Defra announces 2017 bathing water quality results – East Devon District Council beaches all classed as ‘Excellent’
For the first time, the bathing waters of all East Devon District Council-owned beaches have been classed as 'Excellent' following stringent testing by the Department for Environment, Food and Rural Affairs (Defra).
The announcement of the 2017 bathing water quality results, which was made by Defra yesterday, revealed that all six of the district’s beaches received an ‘Excellent’ classification – which is the highest and cleanest class. The classification means that the water quality over the last four years has been the best it can be.
The private beaches of Sandy Bay and Ladram Bay both attained high standards too – ‘Excellent’ for Sandy Bay and ‘Good’ for Ladram Bay. Ladram Bay is a small beach at the head of a narrow valley fed by a stream which runs through active agricultural land. It can be vulnerable to short term pollution incidents caused by rain water run-off, and the latest classification represents an improvement on recent years.
The news was today welcomed by Councillor Tom Wright, East Devon District Council’s Environment Portfolio Holder, who said:
This is a fantastic result for East Devon and the reward for several years of good joint working with our partners and local landowners. Our beaches are a crown jewel for East Devon and we are proud that the bathing water meets the very highest standards which will provide water users with opportunities for enjoying our sea safely.

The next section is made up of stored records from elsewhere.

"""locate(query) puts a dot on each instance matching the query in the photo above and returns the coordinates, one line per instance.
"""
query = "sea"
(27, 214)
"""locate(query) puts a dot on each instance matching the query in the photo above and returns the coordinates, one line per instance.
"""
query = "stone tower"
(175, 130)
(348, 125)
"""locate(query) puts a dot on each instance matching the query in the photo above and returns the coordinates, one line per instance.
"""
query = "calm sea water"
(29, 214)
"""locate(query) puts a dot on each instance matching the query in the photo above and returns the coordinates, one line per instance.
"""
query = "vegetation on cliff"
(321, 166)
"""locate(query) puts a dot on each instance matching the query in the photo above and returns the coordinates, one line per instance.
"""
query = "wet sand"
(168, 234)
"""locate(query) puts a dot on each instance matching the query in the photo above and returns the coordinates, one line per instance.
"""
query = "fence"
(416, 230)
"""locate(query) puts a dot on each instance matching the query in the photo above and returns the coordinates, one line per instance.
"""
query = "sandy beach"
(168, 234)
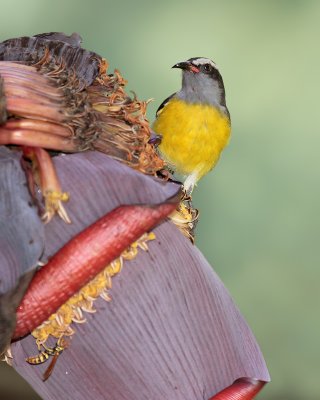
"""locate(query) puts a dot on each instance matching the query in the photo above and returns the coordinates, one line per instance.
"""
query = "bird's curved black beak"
(183, 65)
(187, 66)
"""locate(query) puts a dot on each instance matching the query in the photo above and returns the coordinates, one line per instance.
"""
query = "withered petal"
(171, 331)
(97, 184)
(21, 240)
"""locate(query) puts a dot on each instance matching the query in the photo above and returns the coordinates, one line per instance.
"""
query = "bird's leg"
(190, 183)
(155, 139)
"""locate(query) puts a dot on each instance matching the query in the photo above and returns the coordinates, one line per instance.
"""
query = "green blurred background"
(260, 207)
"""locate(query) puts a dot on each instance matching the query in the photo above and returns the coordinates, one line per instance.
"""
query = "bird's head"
(201, 82)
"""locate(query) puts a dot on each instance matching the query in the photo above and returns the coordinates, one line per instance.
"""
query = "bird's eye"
(207, 67)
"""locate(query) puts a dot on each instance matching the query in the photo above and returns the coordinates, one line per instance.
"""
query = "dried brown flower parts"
(59, 97)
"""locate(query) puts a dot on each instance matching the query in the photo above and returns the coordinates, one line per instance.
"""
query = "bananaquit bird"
(194, 123)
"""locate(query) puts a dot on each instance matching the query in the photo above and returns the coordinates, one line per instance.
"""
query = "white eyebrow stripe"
(201, 61)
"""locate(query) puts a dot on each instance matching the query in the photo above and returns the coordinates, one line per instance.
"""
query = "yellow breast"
(193, 136)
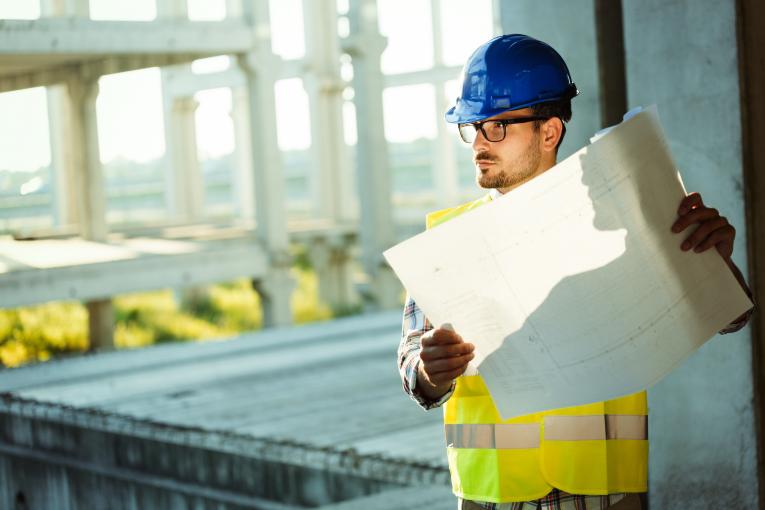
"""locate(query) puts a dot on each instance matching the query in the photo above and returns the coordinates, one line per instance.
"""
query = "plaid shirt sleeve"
(413, 325)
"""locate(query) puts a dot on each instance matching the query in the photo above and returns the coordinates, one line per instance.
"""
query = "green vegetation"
(40, 332)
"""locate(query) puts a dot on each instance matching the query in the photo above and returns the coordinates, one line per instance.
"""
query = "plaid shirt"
(414, 325)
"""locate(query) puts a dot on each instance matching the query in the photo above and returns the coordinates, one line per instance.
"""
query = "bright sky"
(130, 111)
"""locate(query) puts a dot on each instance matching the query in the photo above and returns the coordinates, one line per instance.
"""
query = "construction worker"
(515, 100)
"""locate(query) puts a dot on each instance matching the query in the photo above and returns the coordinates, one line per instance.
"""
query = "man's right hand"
(444, 356)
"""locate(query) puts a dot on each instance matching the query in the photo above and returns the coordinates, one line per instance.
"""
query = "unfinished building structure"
(141, 427)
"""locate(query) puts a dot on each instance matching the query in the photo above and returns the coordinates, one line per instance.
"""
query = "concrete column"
(243, 171)
(65, 199)
(187, 192)
(331, 258)
(373, 169)
(260, 67)
(569, 27)
(90, 189)
(325, 86)
(444, 167)
(59, 118)
(331, 179)
(682, 56)
(183, 180)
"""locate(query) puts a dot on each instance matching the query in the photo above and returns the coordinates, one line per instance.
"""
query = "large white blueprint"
(572, 286)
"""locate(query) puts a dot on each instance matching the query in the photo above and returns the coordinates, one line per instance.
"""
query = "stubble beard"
(515, 172)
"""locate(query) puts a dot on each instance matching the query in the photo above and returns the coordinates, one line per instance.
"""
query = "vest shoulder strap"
(437, 217)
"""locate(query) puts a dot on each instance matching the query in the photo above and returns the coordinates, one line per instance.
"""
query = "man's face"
(512, 161)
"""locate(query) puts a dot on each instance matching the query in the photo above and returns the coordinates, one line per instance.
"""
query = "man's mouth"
(484, 163)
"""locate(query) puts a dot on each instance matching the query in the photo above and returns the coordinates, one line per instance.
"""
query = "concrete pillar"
(187, 191)
(65, 209)
(260, 67)
(365, 47)
(184, 188)
(244, 196)
(59, 118)
(330, 180)
(90, 189)
(80, 187)
(444, 166)
(332, 260)
(569, 27)
(682, 56)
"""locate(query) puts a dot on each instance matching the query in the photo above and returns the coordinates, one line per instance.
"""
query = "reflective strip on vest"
(501, 436)
(557, 428)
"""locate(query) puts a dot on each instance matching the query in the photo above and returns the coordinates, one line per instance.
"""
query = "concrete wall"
(569, 27)
(681, 55)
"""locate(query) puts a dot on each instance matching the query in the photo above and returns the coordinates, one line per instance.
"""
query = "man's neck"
(542, 169)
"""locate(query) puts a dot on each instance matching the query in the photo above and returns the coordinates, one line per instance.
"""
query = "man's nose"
(480, 141)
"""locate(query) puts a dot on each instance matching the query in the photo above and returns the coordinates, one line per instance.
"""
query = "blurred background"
(176, 171)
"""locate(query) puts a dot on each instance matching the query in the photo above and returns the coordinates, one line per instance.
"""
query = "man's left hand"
(713, 229)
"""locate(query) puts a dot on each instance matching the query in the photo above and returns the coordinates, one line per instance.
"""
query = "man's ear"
(552, 130)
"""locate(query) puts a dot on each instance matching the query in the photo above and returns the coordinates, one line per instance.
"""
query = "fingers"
(694, 216)
(690, 202)
(433, 352)
(713, 229)
(444, 355)
(440, 336)
(446, 377)
(437, 366)
(721, 239)
(702, 233)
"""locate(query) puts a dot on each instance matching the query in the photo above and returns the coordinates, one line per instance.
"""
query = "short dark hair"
(560, 109)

The top classification is a goal that the council has been aiming for and is a result of a combined effort between the council, the Environment Agency, South West Water and local farmers and land owners. The organisations have worked together to reduce the potential for dirty water to enter East Devon’s rivers and streams, and to inform and educate the public.
The water quality is tested by the Environment Agency every week throughout the summer and the results are considered alongside those from the previous three years too.
The district council’s Environmental Health team are advised of the results, and are responsible for informing members of the public about water quality. This information includes a system of real time predictions of poor quality and the council recently installed an electronic sign at each of its beaches so that people using the water can see whether the water on any particular day is likely to meet the required standards.
Poor water quality has been shown to occur only after heavy rainfall around our coasts, and most likely on beaches fed by rivers and streams. The standards were tightened in 2015 meaning that the ‘Excellent’ classification represents only the very best water quality.